We have long known that we, as Newfoundlanders and Labradorians, are too dependent on imports for the majority of our food supply. In fact, most of our food comes in through long-distance, just-in-time, complex-supply-chain import systems. COVID-19 has set off alarm bells and it’s time to get serious about our food resilience. These import supply chains are being seriously challenged.

We are witnessing complex global supply chains breaking down. For food in particular, there are two separate supply channels – commercial and consumer. Due to a dramatic drop in demand, restaurants, school and university cafeterias, and other public food outlets are cancelling orders in the commercial channel.
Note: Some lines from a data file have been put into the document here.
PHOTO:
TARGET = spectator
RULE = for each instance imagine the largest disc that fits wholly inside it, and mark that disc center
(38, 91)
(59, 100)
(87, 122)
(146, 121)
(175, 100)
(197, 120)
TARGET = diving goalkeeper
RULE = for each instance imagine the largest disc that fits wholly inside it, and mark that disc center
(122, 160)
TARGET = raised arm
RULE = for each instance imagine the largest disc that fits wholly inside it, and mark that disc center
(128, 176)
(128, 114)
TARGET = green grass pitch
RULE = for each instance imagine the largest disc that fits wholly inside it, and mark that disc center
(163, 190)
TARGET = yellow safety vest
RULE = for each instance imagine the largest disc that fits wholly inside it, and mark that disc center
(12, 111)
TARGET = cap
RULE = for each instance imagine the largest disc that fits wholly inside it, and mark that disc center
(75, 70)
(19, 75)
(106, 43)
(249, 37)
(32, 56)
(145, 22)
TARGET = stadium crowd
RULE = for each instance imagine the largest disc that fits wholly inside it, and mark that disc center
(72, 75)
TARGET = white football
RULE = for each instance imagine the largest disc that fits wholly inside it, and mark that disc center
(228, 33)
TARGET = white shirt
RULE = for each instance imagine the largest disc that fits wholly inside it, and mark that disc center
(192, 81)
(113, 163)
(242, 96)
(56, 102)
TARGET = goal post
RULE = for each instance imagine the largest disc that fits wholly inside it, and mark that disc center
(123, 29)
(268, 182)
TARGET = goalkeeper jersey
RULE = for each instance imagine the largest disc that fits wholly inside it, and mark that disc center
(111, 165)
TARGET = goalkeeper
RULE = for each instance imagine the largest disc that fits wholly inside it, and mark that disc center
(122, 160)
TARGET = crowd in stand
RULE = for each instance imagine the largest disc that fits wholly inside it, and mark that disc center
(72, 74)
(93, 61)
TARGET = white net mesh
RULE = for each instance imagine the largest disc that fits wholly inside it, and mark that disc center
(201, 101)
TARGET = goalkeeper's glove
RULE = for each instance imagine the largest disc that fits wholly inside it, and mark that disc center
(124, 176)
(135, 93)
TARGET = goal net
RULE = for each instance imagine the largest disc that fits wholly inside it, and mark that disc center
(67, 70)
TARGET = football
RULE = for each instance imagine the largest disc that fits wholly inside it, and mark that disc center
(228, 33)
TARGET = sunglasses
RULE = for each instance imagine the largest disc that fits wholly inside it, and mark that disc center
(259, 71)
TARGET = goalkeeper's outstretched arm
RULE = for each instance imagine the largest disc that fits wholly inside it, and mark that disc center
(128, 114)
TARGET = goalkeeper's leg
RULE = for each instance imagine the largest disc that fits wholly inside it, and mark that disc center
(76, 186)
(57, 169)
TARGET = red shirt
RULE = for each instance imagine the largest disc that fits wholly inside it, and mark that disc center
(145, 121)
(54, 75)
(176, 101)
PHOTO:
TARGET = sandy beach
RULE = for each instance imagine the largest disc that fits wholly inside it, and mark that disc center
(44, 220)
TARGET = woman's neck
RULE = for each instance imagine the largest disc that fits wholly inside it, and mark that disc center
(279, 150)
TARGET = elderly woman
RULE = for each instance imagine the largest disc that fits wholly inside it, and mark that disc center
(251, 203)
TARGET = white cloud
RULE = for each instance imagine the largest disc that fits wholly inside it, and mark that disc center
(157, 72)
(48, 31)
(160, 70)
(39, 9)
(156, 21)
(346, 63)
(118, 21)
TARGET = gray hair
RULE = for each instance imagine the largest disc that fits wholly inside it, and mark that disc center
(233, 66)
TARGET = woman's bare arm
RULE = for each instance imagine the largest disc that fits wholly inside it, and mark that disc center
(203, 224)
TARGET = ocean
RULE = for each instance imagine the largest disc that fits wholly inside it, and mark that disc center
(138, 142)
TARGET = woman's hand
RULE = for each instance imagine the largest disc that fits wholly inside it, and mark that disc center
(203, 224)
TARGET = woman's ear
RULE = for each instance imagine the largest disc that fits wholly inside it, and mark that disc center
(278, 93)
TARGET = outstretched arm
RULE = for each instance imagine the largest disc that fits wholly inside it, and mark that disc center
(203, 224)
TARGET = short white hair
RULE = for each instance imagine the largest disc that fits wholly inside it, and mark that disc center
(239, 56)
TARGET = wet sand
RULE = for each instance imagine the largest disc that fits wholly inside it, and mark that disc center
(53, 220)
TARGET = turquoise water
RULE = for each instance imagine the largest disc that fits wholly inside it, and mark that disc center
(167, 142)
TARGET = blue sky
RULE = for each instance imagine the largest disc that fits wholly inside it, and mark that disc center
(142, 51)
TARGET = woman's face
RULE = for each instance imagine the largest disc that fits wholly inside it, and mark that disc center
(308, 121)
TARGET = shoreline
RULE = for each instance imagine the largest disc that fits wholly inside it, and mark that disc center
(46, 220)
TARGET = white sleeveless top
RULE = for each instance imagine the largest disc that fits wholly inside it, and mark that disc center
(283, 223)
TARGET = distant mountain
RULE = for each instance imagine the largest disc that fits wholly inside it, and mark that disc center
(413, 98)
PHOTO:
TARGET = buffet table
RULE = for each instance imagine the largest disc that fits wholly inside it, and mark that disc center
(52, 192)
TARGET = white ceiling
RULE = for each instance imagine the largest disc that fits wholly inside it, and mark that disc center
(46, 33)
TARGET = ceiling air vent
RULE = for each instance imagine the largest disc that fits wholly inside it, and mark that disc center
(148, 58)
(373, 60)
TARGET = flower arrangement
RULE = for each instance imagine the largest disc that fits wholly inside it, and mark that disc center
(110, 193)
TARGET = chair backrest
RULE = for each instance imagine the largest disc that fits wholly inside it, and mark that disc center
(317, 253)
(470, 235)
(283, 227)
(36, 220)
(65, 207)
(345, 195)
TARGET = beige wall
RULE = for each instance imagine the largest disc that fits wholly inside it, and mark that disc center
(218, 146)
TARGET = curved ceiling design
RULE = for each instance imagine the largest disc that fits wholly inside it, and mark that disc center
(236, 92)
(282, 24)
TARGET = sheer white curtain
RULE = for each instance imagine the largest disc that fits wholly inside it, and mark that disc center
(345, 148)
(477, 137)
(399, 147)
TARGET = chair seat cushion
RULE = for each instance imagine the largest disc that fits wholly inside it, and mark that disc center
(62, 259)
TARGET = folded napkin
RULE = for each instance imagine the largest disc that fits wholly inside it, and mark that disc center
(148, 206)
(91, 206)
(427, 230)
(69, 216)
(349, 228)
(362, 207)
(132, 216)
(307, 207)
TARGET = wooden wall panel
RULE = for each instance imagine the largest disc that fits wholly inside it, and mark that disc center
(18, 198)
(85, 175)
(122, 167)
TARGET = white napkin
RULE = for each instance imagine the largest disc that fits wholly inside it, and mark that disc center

As a result, across North America, meatpacking plants are being shuttered, milk is being dumped and vegetables are being plowed under.  Farmers are seeing shortages of seasonal labour at a critical time and centralized processing facilities are closing due to employee infections. Should we be worried? This may be understandable, given that there is only a three- to five-day inventory of food in our stores at any given time. 

Now is the right time for acting local and prioritizing our planning and actions to be less reliant on food imports. It wasn’t very long ago that we were fairly self-sufficient. Backyard and roadside gardens were a work of art, labour and survival. People shared and traded their bounties in a sort of grey-market economy that built rural Newfoundland and Labrador. It was, and still is, a deep part of our cultural DNA. While this is not primarily an agricultural-based province, we used to, and can again, feed ourselves. 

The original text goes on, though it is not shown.